Request for rebaseif extension to be provided by default with rebase

Sébastien Deleuze seb at
Sat Jun 18 02:07:47 CDT 2011

The functionnality I talk about is not real rebase (I would be dangerous)
but fast foward merge done automatically after a git pull.

It seems to me that what is closer of git fast forward merge is Mercurial is
rebaseif, but this may be not technically right.

A fast forward merge is less powerfull than a rebase (even than a rebaseif)
but much more secure.
In GIt SCM book, it is described as the following :
Fast-forward merges

There is one special case not mentioned above, which is treated differently.
Normally, a merge results in a merge commit with two parents, one for each
of the two lines of development that were merged.

However, if the current branch has not diverged from the other--so every
commit present in the current branch is already contained in the other--then
git just performs a "fast forward"; the head of the current branch is moved
forward to point at the head of the merged-in branch, without any new
commits being created.
I don't know how to call this in Mercurial world ...

On Sat, Jun 18, 2011 at 12:29 AM, Matt Mackall <mpm at> wrote:

> On Fri, 2011-06-17 at 17:08 -0500, Kevin Bullock wrote:
> > On 17 Jun 2011, at 9:59 AM, Sébastien Deleuze wrote:
> >
> > > Both Git and Mercurial allow to do disinct operation, it is just about
> naming :
> > >  - hg pull = git fetch
> > >  - hg pull --rebaseif = git pull (fast forward activated by default)
> >
> > No, `git pull` = `hg pull -u` (except that git pull will also change
> where the branch ref points).

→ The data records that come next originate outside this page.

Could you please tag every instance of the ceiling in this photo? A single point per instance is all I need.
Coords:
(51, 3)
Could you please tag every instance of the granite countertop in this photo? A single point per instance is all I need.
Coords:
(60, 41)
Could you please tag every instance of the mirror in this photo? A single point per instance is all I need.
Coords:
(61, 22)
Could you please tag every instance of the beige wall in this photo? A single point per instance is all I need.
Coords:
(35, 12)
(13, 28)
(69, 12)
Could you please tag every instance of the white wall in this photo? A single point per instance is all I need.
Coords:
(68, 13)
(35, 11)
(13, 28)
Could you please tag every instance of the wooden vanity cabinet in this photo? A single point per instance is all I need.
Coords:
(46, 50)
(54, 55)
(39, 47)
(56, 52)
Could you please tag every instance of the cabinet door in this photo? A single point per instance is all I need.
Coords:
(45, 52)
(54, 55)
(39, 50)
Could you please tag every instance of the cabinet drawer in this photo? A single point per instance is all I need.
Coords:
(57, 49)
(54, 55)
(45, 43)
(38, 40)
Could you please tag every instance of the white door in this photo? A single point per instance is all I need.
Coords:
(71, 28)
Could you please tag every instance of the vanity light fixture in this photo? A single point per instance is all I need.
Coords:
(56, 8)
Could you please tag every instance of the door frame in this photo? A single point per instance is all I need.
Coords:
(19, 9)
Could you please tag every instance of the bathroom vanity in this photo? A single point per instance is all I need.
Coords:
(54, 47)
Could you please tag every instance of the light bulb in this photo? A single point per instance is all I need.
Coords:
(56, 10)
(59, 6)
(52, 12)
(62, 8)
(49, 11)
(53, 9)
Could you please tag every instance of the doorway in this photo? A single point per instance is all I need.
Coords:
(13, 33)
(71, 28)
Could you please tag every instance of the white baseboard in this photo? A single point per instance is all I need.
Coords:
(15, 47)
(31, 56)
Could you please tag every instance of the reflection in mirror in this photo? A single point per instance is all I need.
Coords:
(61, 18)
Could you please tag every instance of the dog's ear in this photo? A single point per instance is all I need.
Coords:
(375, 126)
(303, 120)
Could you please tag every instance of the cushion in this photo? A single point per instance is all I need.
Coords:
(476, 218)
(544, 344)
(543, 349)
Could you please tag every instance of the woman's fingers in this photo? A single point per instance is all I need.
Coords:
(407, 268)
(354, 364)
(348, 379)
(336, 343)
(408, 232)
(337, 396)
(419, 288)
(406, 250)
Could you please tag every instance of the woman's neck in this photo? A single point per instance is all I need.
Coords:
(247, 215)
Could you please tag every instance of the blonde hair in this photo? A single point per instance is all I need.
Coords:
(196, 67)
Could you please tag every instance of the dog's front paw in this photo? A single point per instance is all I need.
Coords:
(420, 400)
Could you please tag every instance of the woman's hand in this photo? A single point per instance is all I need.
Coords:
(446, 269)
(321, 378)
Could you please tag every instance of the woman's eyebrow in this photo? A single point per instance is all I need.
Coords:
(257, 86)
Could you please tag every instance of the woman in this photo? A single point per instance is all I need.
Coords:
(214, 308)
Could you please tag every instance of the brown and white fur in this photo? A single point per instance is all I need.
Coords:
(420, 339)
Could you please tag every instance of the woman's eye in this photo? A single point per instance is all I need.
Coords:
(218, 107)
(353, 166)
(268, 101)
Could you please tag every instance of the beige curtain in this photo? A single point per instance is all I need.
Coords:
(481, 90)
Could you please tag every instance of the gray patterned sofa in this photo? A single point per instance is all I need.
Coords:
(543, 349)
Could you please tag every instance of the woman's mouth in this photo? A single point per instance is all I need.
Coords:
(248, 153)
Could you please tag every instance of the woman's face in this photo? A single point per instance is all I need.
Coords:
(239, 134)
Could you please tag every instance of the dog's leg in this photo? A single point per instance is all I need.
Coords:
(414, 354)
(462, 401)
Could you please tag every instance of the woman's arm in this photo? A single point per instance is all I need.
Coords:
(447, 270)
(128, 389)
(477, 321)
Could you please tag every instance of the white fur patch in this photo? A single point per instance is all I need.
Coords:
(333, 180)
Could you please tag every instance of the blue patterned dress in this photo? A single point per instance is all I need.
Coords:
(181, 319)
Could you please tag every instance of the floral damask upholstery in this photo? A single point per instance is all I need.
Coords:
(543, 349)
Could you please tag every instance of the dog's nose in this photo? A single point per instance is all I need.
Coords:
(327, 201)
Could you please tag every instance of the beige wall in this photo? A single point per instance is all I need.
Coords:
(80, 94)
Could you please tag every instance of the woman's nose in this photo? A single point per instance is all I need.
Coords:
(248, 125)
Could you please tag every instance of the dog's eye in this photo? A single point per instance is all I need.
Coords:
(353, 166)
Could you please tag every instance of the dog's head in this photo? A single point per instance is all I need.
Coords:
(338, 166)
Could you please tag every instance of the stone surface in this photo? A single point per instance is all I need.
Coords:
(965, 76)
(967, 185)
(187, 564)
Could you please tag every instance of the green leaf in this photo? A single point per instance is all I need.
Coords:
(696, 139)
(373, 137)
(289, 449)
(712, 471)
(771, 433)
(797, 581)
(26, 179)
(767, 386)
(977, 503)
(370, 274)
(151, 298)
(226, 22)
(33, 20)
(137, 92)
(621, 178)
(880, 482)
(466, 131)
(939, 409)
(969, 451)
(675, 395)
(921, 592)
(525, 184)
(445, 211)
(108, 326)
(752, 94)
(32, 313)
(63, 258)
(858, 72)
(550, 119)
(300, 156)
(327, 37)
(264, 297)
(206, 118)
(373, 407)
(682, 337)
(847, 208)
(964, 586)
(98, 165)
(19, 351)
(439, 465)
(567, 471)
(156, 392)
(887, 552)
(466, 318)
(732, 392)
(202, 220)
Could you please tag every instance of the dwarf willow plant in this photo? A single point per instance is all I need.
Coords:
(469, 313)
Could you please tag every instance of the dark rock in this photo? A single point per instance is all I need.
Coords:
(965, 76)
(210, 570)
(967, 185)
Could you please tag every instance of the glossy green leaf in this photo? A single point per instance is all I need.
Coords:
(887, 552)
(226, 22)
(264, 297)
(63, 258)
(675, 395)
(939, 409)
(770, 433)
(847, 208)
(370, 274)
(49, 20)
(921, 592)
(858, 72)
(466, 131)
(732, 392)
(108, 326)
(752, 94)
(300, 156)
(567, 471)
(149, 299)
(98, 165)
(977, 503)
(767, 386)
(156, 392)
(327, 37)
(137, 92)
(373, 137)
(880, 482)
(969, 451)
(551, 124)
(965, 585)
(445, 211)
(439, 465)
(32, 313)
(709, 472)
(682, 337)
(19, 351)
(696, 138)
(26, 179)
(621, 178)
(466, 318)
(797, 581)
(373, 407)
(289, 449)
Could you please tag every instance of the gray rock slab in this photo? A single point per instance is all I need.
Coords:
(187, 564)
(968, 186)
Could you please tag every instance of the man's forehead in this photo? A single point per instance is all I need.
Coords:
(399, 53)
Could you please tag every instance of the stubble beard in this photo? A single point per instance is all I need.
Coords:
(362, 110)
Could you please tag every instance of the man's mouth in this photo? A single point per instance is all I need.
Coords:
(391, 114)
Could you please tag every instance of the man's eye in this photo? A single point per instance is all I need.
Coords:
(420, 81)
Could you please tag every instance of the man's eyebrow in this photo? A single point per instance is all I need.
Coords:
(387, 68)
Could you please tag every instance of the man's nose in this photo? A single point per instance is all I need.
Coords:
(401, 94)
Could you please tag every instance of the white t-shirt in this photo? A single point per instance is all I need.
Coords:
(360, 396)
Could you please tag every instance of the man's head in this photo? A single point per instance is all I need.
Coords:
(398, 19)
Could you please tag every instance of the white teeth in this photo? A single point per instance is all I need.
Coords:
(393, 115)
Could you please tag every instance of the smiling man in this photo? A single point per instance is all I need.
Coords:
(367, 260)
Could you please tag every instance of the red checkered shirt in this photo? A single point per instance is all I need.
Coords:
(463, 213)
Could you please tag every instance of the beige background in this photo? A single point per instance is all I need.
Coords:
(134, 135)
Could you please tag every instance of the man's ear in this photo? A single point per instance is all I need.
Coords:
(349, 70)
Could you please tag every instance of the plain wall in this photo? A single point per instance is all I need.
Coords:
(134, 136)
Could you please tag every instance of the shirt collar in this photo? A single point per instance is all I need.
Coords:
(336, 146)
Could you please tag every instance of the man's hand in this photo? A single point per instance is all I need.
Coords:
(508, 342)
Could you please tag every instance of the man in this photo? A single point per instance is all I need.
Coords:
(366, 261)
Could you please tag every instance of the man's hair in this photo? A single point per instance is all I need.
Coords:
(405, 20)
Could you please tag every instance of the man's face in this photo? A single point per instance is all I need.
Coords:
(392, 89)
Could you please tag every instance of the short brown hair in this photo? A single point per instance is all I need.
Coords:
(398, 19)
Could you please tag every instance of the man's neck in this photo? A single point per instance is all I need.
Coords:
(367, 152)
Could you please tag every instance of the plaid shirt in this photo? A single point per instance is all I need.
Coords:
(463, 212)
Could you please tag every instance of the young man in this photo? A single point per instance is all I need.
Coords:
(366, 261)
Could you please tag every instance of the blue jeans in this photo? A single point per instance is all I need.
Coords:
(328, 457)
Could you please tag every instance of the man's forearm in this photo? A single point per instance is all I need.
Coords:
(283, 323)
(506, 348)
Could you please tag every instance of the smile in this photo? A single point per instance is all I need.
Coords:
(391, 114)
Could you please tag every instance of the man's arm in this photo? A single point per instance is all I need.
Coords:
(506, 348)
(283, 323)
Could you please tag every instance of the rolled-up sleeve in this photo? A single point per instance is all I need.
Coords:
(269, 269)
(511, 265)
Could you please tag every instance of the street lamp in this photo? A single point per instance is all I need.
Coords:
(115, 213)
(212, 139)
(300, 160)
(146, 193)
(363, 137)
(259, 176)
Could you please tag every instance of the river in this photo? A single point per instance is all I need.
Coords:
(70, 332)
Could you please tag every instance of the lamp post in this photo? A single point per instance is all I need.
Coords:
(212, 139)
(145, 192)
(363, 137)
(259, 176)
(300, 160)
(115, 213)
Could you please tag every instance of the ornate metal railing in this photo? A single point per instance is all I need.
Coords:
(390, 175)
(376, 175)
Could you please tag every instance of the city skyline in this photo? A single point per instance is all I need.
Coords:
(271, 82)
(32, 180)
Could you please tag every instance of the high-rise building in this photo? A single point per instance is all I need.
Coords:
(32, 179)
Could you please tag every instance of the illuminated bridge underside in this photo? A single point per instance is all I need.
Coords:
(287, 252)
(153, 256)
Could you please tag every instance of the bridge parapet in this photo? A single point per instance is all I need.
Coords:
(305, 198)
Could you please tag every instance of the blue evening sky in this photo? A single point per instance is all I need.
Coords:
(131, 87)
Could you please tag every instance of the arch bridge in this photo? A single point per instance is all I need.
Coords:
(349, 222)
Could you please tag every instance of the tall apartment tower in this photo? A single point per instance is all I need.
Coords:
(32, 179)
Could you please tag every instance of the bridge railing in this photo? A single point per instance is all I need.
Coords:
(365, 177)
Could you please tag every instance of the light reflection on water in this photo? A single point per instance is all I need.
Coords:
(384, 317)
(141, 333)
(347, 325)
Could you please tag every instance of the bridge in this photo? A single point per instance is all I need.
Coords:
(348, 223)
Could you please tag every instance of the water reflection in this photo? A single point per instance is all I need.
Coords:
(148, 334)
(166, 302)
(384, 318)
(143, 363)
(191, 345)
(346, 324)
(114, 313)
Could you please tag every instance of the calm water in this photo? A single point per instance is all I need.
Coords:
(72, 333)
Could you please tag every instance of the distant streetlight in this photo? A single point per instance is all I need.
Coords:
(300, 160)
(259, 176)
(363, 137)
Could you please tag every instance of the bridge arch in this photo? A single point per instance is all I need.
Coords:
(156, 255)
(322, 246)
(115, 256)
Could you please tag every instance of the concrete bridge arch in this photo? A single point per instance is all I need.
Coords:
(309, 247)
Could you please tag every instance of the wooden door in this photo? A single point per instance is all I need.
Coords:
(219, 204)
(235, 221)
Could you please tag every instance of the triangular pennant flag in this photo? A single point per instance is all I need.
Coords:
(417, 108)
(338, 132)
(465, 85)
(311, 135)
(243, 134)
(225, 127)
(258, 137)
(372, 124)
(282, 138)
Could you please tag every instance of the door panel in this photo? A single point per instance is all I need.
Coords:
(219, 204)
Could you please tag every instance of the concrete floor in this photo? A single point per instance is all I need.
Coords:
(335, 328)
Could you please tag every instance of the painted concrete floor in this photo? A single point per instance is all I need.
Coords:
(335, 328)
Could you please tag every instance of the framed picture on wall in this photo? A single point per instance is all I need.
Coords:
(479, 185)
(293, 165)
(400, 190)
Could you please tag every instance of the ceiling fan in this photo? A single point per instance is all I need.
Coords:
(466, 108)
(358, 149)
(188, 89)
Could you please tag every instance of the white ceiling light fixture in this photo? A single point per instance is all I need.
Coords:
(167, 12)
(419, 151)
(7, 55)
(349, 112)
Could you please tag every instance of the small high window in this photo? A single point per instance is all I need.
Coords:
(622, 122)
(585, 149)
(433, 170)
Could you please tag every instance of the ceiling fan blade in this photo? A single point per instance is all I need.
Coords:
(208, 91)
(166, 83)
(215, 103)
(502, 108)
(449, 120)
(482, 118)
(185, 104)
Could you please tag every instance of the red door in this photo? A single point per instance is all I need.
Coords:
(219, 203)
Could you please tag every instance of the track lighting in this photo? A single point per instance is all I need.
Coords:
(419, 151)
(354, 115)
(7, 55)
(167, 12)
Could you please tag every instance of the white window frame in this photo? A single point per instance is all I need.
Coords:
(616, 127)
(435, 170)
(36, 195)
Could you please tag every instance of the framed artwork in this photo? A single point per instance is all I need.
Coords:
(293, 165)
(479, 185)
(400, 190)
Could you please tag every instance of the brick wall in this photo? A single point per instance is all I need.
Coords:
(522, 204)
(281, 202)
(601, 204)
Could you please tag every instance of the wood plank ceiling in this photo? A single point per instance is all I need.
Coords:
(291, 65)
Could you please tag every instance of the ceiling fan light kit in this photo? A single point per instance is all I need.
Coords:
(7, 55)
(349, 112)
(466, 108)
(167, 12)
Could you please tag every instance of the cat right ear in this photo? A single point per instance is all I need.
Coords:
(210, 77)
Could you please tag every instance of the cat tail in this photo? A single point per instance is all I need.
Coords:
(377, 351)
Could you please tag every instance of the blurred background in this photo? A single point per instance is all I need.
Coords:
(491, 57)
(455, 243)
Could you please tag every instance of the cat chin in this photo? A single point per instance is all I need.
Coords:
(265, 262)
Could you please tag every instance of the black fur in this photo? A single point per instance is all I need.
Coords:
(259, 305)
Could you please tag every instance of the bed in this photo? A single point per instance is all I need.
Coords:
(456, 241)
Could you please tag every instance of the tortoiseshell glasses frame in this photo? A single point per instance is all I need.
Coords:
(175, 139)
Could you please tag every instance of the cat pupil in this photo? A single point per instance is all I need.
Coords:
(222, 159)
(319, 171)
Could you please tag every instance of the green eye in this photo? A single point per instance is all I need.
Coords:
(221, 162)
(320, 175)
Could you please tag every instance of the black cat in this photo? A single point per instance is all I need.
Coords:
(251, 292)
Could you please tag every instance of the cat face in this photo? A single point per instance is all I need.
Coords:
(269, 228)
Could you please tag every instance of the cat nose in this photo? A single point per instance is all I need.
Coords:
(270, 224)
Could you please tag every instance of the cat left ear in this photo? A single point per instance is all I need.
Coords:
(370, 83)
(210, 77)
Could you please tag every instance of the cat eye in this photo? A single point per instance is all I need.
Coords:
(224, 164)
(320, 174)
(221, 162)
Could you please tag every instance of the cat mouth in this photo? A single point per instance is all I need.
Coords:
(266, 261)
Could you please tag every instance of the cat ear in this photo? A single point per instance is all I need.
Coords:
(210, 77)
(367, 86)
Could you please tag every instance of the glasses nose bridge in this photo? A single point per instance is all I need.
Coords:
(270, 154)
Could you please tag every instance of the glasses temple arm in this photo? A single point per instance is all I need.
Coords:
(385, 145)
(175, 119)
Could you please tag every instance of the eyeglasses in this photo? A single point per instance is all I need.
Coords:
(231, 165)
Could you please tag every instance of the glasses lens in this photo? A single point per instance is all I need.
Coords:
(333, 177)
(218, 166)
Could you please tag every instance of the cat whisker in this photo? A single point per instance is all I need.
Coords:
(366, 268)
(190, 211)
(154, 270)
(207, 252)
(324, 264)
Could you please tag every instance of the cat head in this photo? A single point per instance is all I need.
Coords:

A `git pull` will never rebase AFAIK.
> To get any sort of rebasing on pull with git, you need to do:
> git pull --rebase
> ..which comes with the following sternly-worded caveat:
>               Note
>               This is a potentially dangerous mode of operation. It
> rewrites
>               history, which does not bode well when you published that
>               history already. Do not use this option unless you have read
>               git-rebase(1) carefully.
> And there's no sign of a rebase-if equivalent.
> If you went to the git folks and said "we would like to use rebasing as
> a default in our workflow", Linus himself would probably disabuse you of
> that notion in some way that I'm too polite for. You can find dozens of
> instances of him publically clue-batting various senior kernel
> developers for being foolish enough to automatically rebase.
> "But git does it!" simply ain't gonna fly.
> --
> Mathematics is the supreme nostalgia of our time.